Sunday, July 07, 2019
Could losing a high-profile Congressional race in 2018 actually fuel a Democratic candidate into winning a 2020 Senate race?
That's the question facing two women who were favorites of ours last year: Amy McGrath in Kentucky and M.J. Hegar in Texas. Both veterans of the military -- McGrath an ex-fighter pilot and Hegar an ex-helicopter pilot -- they were also both remarkably good at making an impression and raising money.
McGrath lost her race to incumbent Republican Congressman Andy Barr in the Kentucky 6th by 9,700 votes out of almost 303,000 total votes cast. M.J. Hegar lost to incumbent Republican Congressman John R. Carter in the Texas 31st by 8,300 votes out of 286,000. Both significantly closer than should have been expected, because the Kentucky 6th was rated R+10 and the Texas 31st, a whopping R+21. Pretty good damn showing for first-time novice candidates.
Politico reported back in February -- but I just found it today -- that Sen. Chuck Schumer was trying to recruit McGrath to go after Mitch McConnell's Senate seat. That would excite a lot of people, but McGrath underperformed in the rural precincts of the 6th District and would need a new plan for running statewide, which is majorly rural. The urban-rural divide is the battle line right now, and the McGrath campaign would have to grapple with why there's resistance to her among rural people -- despite her being an accomplished warrior for America, a Marine, one of the first female fighter pilots in U.S. history, a wife, and a mother.
Here's the best part for Amy McGrath, if she decides to run again: Mitch McConnell is underwater in his own state, and has been for some time.

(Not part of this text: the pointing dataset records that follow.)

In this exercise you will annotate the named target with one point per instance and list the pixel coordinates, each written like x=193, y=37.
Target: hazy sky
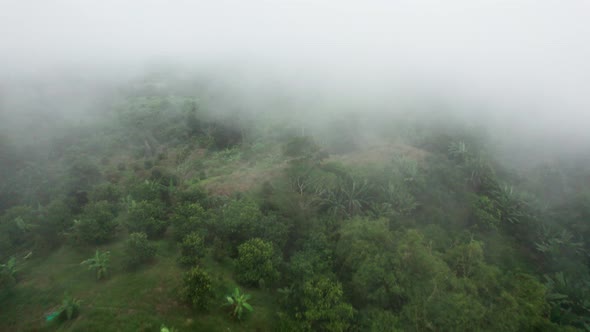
x=530, y=57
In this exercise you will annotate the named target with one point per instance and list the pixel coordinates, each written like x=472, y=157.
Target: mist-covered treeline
x=333, y=218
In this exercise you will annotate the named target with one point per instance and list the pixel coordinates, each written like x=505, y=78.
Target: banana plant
x=238, y=302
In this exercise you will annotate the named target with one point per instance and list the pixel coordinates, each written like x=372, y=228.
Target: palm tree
x=238, y=302
x=99, y=263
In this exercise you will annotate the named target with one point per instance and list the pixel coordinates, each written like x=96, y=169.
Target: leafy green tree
x=196, y=288
x=148, y=217
x=192, y=249
x=69, y=308
x=378, y=320
x=105, y=192
x=8, y=274
x=96, y=224
x=238, y=302
x=257, y=260
x=57, y=220
x=138, y=250
x=18, y=225
x=322, y=306
x=187, y=218
x=240, y=220
x=164, y=328
x=99, y=263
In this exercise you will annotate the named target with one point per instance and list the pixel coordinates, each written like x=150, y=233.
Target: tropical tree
x=96, y=224
x=196, y=288
x=99, y=263
x=8, y=273
x=69, y=309
x=256, y=262
x=138, y=250
x=238, y=302
x=148, y=217
x=192, y=249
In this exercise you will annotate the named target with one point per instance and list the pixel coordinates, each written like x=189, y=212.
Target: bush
x=147, y=217
x=138, y=250
x=105, y=192
x=256, y=263
x=192, y=249
x=96, y=224
x=188, y=218
x=57, y=219
x=17, y=224
x=196, y=289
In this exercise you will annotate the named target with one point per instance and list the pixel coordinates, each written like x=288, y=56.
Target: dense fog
x=520, y=65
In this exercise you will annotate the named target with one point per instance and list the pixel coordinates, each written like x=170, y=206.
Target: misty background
x=519, y=68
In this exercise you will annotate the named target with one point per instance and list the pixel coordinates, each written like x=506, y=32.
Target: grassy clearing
x=141, y=300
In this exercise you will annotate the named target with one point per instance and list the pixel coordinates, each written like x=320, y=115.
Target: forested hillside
x=169, y=208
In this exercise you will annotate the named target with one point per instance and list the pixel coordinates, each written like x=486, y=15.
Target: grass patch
x=139, y=300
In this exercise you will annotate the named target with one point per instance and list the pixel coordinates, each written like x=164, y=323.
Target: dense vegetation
x=199, y=221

His approval rating in Kentucky was 33% this past February, with a 56% disapproval. In 2017, he had an 18% approval rating.

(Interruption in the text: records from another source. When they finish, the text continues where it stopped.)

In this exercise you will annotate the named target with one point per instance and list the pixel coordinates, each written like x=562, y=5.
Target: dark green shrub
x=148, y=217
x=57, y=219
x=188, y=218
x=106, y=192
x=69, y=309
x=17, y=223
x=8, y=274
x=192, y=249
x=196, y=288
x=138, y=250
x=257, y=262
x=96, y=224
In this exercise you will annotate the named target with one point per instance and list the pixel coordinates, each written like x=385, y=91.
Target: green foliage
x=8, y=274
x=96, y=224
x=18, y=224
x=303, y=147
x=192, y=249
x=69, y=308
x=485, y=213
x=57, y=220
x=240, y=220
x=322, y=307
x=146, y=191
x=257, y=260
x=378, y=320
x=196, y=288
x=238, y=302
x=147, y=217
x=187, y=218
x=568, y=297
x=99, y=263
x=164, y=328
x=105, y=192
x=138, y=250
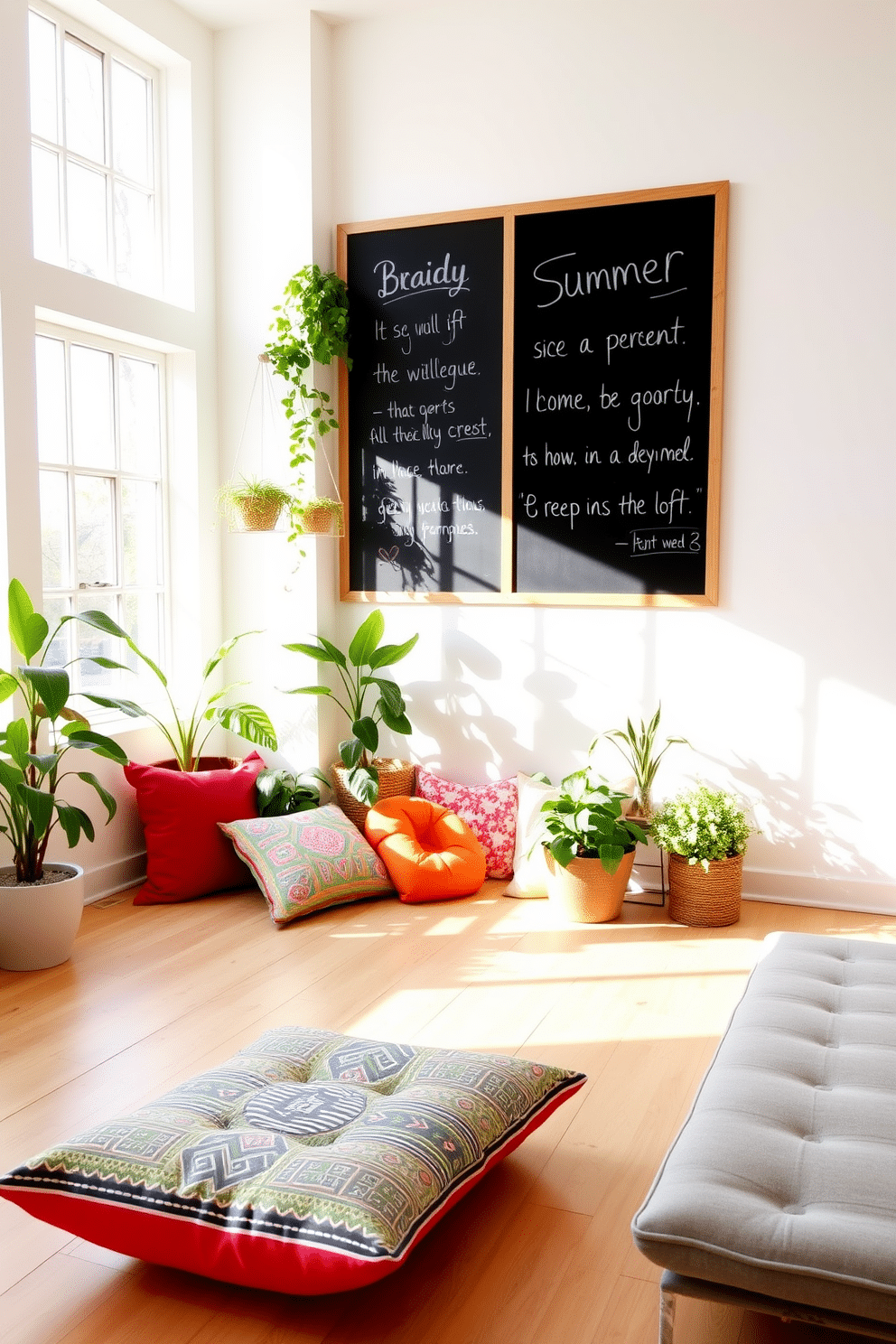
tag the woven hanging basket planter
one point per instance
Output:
(397, 779)
(705, 900)
(258, 515)
(584, 891)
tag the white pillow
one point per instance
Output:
(529, 873)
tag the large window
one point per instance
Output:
(94, 152)
(101, 441)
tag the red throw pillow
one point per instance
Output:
(185, 853)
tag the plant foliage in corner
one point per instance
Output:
(188, 733)
(358, 671)
(311, 328)
(586, 821)
(30, 773)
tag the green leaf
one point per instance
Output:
(247, 722)
(39, 806)
(350, 751)
(51, 686)
(113, 702)
(73, 821)
(90, 741)
(107, 798)
(366, 639)
(393, 653)
(15, 741)
(27, 627)
(367, 732)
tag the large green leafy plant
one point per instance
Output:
(190, 730)
(311, 328)
(33, 771)
(639, 751)
(586, 821)
(703, 826)
(358, 671)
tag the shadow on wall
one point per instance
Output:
(474, 742)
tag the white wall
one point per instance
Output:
(786, 690)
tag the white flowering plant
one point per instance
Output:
(703, 826)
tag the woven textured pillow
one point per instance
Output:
(309, 861)
(187, 855)
(308, 1162)
(429, 851)
(490, 809)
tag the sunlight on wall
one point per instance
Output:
(854, 785)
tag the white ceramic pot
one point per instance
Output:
(39, 922)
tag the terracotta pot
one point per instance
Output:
(705, 900)
(259, 515)
(397, 779)
(586, 892)
(39, 922)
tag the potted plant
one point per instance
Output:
(361, 777)
(188, 733)
(254, 503)
(41, 903)
(322, 517)
(311, 327)
(589, 847)
(705, 832)
(639, 748)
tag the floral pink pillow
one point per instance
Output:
(490, 811)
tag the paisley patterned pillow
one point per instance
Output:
(490, 811)
(309, 861)
(308, 1162)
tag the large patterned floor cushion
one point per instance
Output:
(429, 851)
(308, 1162)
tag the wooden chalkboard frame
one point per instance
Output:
(507, 594)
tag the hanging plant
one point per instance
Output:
(311, 327)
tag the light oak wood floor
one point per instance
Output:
(539, 1252)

M.J. (Mary Jennings) Hegar describes herself as "an ass-kicking, motorcycle-riding Texas Democrat." She's an actual war hero. She has a Purple Heart (as well as the Distinguished Flying Cross with Valor) for combat in Afghanistan, where she piloted rescue helicopters. She's married now with two young children and lives in Round Rock. And she's got an Expert Marksman rating with both handgun and rifle.

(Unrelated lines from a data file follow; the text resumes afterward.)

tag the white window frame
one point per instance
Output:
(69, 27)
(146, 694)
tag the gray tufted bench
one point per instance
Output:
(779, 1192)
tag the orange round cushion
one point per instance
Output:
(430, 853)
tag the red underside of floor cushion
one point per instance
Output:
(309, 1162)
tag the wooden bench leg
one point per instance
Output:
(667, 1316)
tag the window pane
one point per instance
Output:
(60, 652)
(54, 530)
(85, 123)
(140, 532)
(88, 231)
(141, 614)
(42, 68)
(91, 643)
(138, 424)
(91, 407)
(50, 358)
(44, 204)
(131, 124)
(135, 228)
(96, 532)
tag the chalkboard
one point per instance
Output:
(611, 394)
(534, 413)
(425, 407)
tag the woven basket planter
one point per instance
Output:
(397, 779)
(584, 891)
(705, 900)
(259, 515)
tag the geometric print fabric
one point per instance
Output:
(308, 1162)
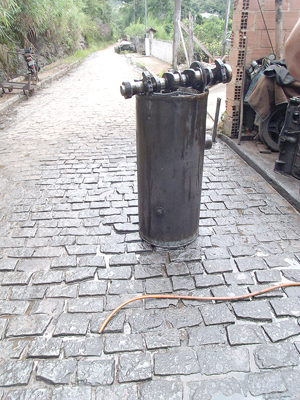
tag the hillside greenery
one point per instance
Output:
(60, 27)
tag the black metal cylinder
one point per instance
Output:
(170, 132)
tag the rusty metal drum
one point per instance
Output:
(170, 130)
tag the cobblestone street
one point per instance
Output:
(70, 253)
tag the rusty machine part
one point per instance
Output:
(289, 141)
(170, 139)
(196, 77)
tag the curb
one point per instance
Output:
(20, 96)
(281, 183)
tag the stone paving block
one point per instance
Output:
(112, 273)
(62, 241)
(134, 367)
(28, 325)
(115, 392)
(216, 360)
(74, 393)
(89, 346)
(114, 301)
(230, 388)
(207, 335)
(80, 274)
(186, 255)
(162, 338)
(292, 291)
(214, 314)
(245, 334)
(95, 372)
(287, 307)
(123, 259)
(279, 260)
(183, 283)
(147, 271)
(250, 263)
(92, 288)
(229, 291)
(126, 227)
(82, 250)
(177, 269)
(161, 390)
(217, 253)
(13, 373)
(195, 268)
(11, 348)
(67, 291)
(145, 320)
(34, 265)
(253, 311)
(28, 394)
(181, 361)
(28, 292)
(64, 262)
(44, 252)
(267, 276)
(3, 324)
(291, 379)
(71, 324)
(266, 382)
(16, 278)
(112, 248)
(272, 293)
(8, 264)
(45, 348)
(115, 343)
(160, 303)
(131, 287)
(47, 277)
(92, 261)
(51, 307)
(153, 259)
(115, 325)
(217, 266)
(138, 247)
(158, 286)
(282, 330)
(207, 281)
(291, 274)
(183, 317)
(56, 371)
(276, 356)
(20, 253)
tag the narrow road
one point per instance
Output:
(70, 253)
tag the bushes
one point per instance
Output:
(62, 22)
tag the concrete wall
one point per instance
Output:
(162, 49)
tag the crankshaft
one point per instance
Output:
(196, 77)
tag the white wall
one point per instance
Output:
(162, 49)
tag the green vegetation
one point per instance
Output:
(209, 31)
(54, 23)
(58, 28)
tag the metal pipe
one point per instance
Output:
(181, 297)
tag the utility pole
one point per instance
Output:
(226, 28)
(191, 41)
(134, 11)
(146, 17)
(278, 30)
(176, 34)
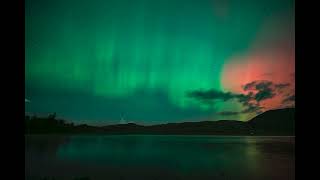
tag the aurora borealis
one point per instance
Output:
(158, 61)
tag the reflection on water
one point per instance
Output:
(159, 157)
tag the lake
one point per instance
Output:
(159, 157)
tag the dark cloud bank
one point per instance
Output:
(257, 91)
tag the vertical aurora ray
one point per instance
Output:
(115, 50)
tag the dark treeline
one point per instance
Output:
(275, 122)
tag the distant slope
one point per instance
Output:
(273, 122)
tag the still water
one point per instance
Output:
(159, 157)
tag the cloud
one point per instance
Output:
(282, 85)
(211, 95)
(290, 98)
(257, 91)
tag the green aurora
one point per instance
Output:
(102, 60)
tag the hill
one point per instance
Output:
(273, 122)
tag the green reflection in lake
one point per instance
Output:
(162, 157)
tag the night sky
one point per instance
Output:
(158, 61)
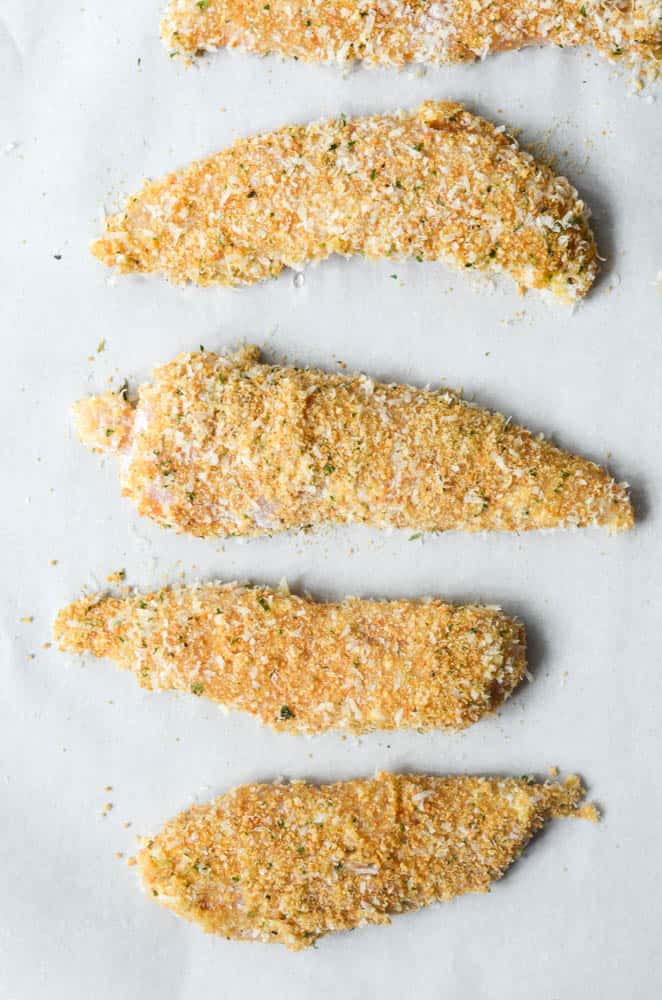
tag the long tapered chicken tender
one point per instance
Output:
(305, 667)
(437, 183)
(398, 32)
(287, 864)
(222, 445)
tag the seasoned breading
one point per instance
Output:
(437, 183)
(398, 32)
(304, 667)
(227, 446)
(287, 864)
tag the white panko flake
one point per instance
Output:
(256, 864)
(435, 184)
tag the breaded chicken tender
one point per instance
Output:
(398, 32)
(290, 863)
(436, 183)
(228, 446)
(305, 667)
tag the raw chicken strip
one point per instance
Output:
(290, 863)
(436, 183)
(227, 446)
(305, 667)
(398, 32)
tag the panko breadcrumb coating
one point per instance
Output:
(436, 183)
(304, 667)
(224, 445)
(287, 864)
(398, 32)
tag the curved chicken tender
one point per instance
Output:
(305, 667)
(437, 183)
(397, 32)
(287, 864)
(228, 446)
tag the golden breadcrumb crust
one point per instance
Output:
(304, 667)
(290, 863)
(398, 32)
(227, 446)
(437, 183)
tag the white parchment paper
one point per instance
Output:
(90, 104)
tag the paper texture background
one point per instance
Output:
(90, 104)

The "ass-kicking" part came across loud and clear in her introductory video:
Hegar is already in as a candidate. She announced in April. She'll have to get past Joaquin Castro in a primary (along with a host of lesser-known Democrats). Joaquin is twin brother to Julian of presidential debate fame and the mayor of San Antonio. He's probably better known than Hegar statewide, so that primary will be no picnic. I don't think that will deter M.J. Hegar in the least.
Amy McGrath announced she was running against McConnell on July 9.
Saturday, July 06, 2019
Will Cunning Republicans in the General Assembly Succeed in Bribing Democrats To Override Gov. Cooper's Veto?
According to Rep. Pricey Harrison (D-Guilford), Republican budget-writers in the General Assembly dropped in 477 dollops of free money, "earmarks" for specific projects in favored districts, totaling $353 million dollars. This is the budget that Governor Cooper just vetoed.
Some of those earmarks were strategically aimed at getting Democratic votes, and it worked for seven Democrats who did vote for final passage of the budget. (Who and what they got has been detailed by Colin Campbell of NCInsider fame.)
Rep. Cecil Brockman (D-Guilford)(For the record, Sen. Davis also voted for S359, the anti-abortion bill "that would criminalize doctors, shame patients, and disproportionately impact black women," and he also helped the Republicans to override the governor's veto. The veto has held so far in the House.)
Sen. Floyd McKissick (D-Durham)
Sen. Don Davis (D-Pitt)
Rep. Howard Hunter (D-Hertford)
Sen. Toby Fitch (D-Wilson)
Sen. Ben Clark (D-Hoke)
Rep. Elmer Floyd (D-Cumberland)
The question now moves to this: Will these seven Democrats also vote to override the governor's veto of the budget? (I think we have an inkling of what Sen. Davis is likely to do.)
Gotta hand it to Berger-Moore, and we should have foreseen these outright bribes-for-votes. It's a smart strategy to make up for losing their super-majorities last fall. Should have seen it coming, but it's hard to out-think a bunch who don't think past their ability to grab more power.